# RAMNODE RHEL Vulnerability - OpenVZ Reboots



## Mun (May 15, 2013)

Hello,

This message is to all clients.

As many of you are aware, RedHat has recently published a critical security vulnerability. This vulnerability impacts *all CentOS systems*, which is what we run on our host nodes. The vulnerability *does not* put our nodes at risk of compromise, but OpenVZ users can cause our *OpenVZ host nodes* to reboot and/or kernel panic. As such, we are going to *apply a kernel upgrade to all OpenVZ nodes and reboot them*. We will be doing this over the course of the *next few hours*. Unfortunately, we cannot provide advance notice for this maintenance given the scope and risk of the vulnerability.

*KVM* clients running RHEL (or any derivative thereof) need to update their own kernels as soon as one becomes available from the source (CentOS, etc.). We will *not be rebooting our KVM nodes* at this time.

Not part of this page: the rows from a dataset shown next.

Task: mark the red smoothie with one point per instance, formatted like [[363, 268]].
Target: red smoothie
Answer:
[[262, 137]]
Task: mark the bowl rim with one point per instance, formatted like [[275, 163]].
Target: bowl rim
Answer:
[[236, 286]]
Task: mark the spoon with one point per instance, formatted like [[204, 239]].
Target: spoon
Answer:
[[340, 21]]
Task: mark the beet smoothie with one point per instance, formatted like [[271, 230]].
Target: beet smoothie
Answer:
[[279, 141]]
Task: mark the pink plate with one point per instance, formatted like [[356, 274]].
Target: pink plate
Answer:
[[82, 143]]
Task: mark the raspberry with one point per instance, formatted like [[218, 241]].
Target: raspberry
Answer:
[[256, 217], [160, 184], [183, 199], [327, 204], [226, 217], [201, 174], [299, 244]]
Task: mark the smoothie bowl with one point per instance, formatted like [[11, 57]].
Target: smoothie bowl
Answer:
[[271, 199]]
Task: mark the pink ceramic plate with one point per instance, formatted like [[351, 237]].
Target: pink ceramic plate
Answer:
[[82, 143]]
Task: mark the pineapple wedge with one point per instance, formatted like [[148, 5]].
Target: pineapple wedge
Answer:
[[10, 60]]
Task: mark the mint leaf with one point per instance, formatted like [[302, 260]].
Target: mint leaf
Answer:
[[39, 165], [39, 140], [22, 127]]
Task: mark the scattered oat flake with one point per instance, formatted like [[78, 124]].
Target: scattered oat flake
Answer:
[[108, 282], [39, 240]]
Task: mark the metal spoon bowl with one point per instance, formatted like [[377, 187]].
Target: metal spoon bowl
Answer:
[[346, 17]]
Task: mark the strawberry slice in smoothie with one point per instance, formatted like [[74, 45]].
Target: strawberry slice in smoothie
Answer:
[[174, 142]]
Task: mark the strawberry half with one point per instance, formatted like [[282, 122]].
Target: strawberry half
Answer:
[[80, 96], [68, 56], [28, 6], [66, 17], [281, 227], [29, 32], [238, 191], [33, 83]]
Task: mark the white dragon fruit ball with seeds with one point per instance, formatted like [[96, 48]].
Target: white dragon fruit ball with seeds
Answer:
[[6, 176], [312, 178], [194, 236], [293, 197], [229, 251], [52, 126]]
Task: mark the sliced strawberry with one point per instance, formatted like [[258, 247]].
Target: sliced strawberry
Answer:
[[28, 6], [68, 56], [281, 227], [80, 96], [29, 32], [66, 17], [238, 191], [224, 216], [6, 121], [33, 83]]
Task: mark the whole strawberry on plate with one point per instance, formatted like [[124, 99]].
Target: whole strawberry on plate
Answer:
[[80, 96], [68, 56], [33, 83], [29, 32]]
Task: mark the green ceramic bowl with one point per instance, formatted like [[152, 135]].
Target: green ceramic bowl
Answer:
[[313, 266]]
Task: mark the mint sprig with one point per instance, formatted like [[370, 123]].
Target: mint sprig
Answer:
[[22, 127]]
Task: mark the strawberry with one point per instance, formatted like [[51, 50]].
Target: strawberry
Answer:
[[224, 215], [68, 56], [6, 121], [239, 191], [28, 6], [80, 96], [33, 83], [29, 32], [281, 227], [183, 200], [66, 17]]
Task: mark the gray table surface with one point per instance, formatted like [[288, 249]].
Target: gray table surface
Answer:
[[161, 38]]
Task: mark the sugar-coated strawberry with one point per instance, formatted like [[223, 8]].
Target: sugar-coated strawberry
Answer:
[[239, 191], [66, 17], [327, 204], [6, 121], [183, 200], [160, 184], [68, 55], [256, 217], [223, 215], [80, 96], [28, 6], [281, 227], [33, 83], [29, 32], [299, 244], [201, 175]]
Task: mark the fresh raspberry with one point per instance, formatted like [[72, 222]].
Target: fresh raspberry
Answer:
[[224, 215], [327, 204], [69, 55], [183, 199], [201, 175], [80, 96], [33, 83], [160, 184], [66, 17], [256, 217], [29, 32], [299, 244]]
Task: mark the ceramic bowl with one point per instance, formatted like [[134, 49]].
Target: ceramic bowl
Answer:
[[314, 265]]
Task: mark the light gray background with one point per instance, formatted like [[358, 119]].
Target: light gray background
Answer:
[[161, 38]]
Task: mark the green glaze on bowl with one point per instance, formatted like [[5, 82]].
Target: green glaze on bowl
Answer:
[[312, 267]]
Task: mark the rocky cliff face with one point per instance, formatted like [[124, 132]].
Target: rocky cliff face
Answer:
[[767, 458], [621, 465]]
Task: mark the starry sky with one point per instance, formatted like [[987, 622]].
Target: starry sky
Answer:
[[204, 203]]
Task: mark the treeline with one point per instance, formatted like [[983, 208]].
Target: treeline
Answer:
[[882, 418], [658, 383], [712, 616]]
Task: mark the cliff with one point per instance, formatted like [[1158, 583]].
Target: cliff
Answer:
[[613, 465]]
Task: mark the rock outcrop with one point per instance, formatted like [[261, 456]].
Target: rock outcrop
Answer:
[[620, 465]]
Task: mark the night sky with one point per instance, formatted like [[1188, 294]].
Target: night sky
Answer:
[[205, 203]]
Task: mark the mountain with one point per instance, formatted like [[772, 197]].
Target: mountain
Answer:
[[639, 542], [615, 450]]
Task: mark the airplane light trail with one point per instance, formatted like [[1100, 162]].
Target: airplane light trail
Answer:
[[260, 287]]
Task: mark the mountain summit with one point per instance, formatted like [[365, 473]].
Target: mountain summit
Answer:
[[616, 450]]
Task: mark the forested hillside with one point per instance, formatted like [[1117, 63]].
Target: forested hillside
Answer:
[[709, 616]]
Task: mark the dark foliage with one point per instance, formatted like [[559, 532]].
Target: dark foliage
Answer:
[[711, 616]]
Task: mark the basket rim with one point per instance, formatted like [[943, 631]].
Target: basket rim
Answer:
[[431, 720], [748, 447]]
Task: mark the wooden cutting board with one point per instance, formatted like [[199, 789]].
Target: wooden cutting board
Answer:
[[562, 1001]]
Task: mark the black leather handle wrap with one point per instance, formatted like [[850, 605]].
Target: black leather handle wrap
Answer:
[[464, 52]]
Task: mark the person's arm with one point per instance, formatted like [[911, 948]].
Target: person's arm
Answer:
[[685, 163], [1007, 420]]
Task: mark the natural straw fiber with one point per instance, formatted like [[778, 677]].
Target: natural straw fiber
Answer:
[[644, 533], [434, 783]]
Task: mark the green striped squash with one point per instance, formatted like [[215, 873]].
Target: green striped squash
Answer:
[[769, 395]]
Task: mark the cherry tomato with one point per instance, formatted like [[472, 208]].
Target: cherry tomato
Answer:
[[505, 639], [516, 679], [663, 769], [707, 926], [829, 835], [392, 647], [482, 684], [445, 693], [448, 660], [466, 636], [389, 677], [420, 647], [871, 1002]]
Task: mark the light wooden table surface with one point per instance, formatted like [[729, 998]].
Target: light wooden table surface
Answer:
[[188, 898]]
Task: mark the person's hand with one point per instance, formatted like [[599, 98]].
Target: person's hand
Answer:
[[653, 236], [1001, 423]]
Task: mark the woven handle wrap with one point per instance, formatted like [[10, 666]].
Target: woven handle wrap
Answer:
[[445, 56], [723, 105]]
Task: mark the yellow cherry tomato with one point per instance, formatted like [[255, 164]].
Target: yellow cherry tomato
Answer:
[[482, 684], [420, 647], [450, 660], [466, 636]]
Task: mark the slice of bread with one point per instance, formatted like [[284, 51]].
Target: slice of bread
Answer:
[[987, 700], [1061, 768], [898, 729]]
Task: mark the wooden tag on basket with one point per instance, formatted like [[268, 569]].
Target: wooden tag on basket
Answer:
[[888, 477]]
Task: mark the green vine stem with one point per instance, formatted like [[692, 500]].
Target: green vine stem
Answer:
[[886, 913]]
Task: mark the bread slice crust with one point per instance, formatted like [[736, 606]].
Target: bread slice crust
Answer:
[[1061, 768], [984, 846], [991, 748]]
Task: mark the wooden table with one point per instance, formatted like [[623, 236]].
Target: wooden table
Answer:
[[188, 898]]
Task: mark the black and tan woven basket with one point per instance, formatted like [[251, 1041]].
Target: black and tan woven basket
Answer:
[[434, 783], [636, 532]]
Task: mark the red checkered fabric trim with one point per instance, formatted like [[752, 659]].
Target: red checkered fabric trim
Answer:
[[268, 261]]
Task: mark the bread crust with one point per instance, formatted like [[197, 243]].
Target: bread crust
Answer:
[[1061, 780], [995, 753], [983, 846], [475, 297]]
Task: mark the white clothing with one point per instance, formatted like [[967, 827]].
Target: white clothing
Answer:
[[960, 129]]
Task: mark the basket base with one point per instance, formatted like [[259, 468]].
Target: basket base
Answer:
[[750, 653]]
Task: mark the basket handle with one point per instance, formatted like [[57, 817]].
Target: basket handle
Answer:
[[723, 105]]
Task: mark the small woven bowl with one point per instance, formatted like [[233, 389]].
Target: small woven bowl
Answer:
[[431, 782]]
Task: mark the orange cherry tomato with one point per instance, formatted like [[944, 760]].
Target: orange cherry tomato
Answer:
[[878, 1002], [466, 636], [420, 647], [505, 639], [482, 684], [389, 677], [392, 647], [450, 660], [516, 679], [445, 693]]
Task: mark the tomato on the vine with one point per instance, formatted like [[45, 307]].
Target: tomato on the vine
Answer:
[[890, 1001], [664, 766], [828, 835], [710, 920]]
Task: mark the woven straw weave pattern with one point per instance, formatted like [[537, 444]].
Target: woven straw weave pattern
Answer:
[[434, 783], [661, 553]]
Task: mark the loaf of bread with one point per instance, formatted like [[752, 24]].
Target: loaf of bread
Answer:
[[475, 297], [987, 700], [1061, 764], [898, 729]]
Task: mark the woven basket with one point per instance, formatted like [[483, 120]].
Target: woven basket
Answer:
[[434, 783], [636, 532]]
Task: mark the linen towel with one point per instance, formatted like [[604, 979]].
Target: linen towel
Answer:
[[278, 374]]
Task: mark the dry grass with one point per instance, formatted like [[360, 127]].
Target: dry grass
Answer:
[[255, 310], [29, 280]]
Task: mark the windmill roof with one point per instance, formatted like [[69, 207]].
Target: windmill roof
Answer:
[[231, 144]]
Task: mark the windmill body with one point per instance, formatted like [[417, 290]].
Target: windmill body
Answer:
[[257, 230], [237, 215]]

Please keep in mind that this is a *RHEL/CentOS issue, and not specific to RamNode*. We do everything in our power to keep your VPSs online 24/7/365, but there are cases which call for maintenance reboots like this. We cannot provide any ETAs on downtime length since that will depend on each node.

If you have any questions or concerns, please open a *Support Ticket* in the Client Area. Please do not respond to this email.

Thanks,

Nick
Snipped Email


----------



## mojeda (May 15, 2013)

Mentioned in: http://vpsboard.com/index.php?/topic/38-secure-dragon-emergency-reboot/


----------



## Mun (May 15, 2013)

mojeda said:


> Mentioned in: http://vpsboard.com/index.php?/topic/38-secure-dragon-emergency-reboot/


I even researched to make sure there wasn't a topic on it  oops.


----------